In our exercise, after finding and analyzing the derivative of \( g(x) = (x+1)(x-2) \), we determined that for \( x > \frac{1}{2} \), \( g'(x) = 2x-1 \) is positive. Thus, the function is increasing in the interval \( (\frac{1}{2}, \, \infty) \). This tells us that as \( x \) becomes larger than \( \frac{1}{2} \), the value of \( g(x) \) increases.

Decreasing functions display behavior that is the opposite of increasing functions. A function decreases over an interval if its derivative is negative in that interval.

• With \( g'(x) < 0 \), the function diminishes as \( x \) increases; that is, for each increase in \( x \), \( g(x) \) decreases.
• The graph of the function at any point in this interval has a tangent line with a negative slope.

In examining \( g(x) \), we noted that for \( x < \frac{1}{2} \), \( g'(x) = 2x-1 \) is negative. Therefore, the function is decreasing on \( (-\infty, \frac{1}{2}) \). This implies that as \( x \) moves towards \( \frac{1}{2} \) from the left, the function \( g(x) \) decreases.

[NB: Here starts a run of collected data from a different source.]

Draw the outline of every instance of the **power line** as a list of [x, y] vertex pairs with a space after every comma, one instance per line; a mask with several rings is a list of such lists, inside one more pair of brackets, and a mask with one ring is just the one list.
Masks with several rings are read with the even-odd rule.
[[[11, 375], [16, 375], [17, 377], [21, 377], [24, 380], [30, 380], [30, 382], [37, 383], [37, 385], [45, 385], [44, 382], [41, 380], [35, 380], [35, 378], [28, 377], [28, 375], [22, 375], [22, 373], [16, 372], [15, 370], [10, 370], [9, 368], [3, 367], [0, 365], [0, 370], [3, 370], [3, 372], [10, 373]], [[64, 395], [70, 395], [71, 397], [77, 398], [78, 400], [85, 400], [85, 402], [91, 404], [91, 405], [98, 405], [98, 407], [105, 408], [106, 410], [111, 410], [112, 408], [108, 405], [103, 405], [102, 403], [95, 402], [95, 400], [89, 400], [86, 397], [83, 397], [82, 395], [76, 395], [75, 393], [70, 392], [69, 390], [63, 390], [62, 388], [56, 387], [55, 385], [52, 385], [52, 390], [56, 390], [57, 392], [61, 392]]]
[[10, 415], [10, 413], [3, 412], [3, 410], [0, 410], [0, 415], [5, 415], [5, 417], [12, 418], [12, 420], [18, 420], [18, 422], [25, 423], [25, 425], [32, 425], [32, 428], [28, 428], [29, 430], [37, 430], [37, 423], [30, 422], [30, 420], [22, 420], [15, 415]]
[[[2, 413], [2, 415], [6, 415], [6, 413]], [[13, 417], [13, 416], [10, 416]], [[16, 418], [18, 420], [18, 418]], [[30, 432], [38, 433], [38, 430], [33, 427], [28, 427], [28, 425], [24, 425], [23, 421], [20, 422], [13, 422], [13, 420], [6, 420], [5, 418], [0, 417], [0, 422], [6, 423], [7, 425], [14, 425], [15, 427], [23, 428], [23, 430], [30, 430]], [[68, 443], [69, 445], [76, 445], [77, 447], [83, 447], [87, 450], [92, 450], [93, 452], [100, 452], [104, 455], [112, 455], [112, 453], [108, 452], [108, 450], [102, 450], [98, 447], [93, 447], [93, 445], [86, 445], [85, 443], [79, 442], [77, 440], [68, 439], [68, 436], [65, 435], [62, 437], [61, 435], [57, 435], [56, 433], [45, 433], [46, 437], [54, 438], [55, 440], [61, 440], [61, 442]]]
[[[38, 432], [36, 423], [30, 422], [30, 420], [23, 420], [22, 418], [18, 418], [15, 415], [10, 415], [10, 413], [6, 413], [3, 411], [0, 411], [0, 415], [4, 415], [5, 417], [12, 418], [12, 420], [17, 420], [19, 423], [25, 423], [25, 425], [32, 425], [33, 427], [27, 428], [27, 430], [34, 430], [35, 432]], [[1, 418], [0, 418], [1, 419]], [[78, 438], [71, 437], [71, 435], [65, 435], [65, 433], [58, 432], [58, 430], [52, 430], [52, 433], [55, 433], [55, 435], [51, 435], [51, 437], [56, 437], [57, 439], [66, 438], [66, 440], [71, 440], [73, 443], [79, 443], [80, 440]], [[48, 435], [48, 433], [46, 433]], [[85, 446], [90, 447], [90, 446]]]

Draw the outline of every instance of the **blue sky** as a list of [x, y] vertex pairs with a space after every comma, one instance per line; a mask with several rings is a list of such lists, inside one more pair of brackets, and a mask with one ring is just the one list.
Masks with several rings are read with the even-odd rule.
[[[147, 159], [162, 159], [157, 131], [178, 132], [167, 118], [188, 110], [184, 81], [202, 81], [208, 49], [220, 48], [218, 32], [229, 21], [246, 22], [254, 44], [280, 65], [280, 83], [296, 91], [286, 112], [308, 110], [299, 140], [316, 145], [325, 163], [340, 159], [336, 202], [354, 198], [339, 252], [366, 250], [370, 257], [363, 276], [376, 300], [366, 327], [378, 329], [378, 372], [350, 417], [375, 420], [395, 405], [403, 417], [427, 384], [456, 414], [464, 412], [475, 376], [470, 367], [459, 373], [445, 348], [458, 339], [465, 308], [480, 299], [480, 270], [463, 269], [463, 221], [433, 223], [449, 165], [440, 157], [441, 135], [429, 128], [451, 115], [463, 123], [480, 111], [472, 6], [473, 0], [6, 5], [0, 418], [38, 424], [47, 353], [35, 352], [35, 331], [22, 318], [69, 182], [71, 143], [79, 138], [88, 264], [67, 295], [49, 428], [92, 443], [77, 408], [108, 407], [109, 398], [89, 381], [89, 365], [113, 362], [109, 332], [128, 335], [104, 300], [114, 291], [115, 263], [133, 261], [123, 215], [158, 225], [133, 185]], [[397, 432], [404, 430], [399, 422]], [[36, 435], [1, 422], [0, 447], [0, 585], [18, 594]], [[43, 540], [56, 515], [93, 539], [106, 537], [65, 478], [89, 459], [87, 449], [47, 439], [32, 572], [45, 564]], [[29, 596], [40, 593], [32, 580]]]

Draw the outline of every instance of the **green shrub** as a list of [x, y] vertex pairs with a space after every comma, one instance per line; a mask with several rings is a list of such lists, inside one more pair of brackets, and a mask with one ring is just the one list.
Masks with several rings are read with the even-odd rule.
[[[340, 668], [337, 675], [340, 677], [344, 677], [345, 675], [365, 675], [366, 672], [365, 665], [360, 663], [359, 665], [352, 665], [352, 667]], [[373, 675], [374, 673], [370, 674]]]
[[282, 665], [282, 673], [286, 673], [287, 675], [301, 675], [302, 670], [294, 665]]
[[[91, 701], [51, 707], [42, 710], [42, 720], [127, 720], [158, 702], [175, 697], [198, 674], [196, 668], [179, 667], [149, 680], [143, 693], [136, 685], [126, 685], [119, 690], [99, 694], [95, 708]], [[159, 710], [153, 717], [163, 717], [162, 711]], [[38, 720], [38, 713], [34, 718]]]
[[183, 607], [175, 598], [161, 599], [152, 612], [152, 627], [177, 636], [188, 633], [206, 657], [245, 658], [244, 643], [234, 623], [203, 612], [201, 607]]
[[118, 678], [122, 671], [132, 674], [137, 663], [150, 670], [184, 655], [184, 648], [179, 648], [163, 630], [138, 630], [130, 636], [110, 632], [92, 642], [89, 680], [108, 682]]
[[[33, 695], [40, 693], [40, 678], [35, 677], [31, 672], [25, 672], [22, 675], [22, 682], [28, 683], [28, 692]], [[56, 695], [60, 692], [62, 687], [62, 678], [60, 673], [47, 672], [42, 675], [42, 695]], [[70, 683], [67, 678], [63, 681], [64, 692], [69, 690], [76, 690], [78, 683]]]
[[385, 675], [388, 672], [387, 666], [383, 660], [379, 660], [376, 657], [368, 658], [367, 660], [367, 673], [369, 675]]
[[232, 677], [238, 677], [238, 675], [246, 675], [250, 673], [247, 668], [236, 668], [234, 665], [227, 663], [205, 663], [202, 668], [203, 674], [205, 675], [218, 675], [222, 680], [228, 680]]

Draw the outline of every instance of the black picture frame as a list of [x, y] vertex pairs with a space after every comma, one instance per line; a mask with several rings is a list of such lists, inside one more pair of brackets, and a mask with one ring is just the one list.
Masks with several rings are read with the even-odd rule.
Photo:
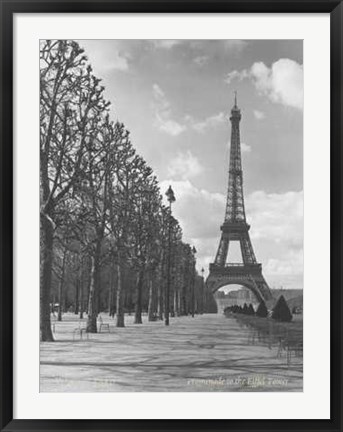
[[[342, 428], [342, 23], [335, 0], [0, 0], [1, 7], [1, 431], [230, 430], [340, 431]], [[15, 13], [330, 13], [331, 56], [331, 418], [330, 420], [16, 420], [13, 419], [13, 16]], [[320, 175], [320, 173], [318, 173]], [[318, 203], [320, 205], [320, 202]], [[313, 235], [320, 236], [318, 232]], [[286, 407], [285, 407], [286, 409]]]

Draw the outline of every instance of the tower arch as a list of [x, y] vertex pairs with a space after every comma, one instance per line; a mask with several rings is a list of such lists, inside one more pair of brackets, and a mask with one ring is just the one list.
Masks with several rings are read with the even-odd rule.
[[213, 284], [209, 289], [212, 294], [215, 294], [217, 291], [219, 291], [224, 286], [230, 286], [230, 285], [239, 285], [241, 287], [247, 288], [250, 290], [256, 297], [256, 299], [261, 302], [263, 300], [263, 295], [261, 294], [260, 290], [254, 285], [254, 283], [249, 281], [242, 281], [242, 280], [232, 280], [230, 282], [227, 282], [225, 280], [221, 280]]

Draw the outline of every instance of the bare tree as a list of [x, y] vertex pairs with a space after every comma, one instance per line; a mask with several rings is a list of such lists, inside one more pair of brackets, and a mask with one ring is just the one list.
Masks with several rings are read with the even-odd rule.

Derivatives are a core concept in calculus, they allow us to measure how a function changes as its input changes.

• A derivative, expressed as \( g'(x) \), gives us the slope of the tangent line to the curve at any point \( x \).
• Finding the derivative involves rules like the product rule, which is used when differentiating products of functions.

For our problem, to find \( g'(x) \), we applied the product rule to the function \( g(x) = (x+1)(x-2) \). The calculation was simplified to \( g'(x) = 2x - 1 \). This formula is essential for determining intervals where the function increases or decreases.

Critical points are where the derivative of a function is zero or undefined, indicating potential changes in the function's behavior.

• They help identify where a function shifts between increasing and decreasing or vice versa.
• These points are crucial in analyzing the function's overall shape and finding local minima or maxima.

In our case, we found a critical point at \( x = \frac{1}{2} \) by setting \( g'(x) = 2x - 1 = 0 \). Solving this gave \( x = \frac{1}{2} \). This point divides the intervals where \( g(x) \) increases or decreases and provides a deeper understanding of the function's behavior across its domain.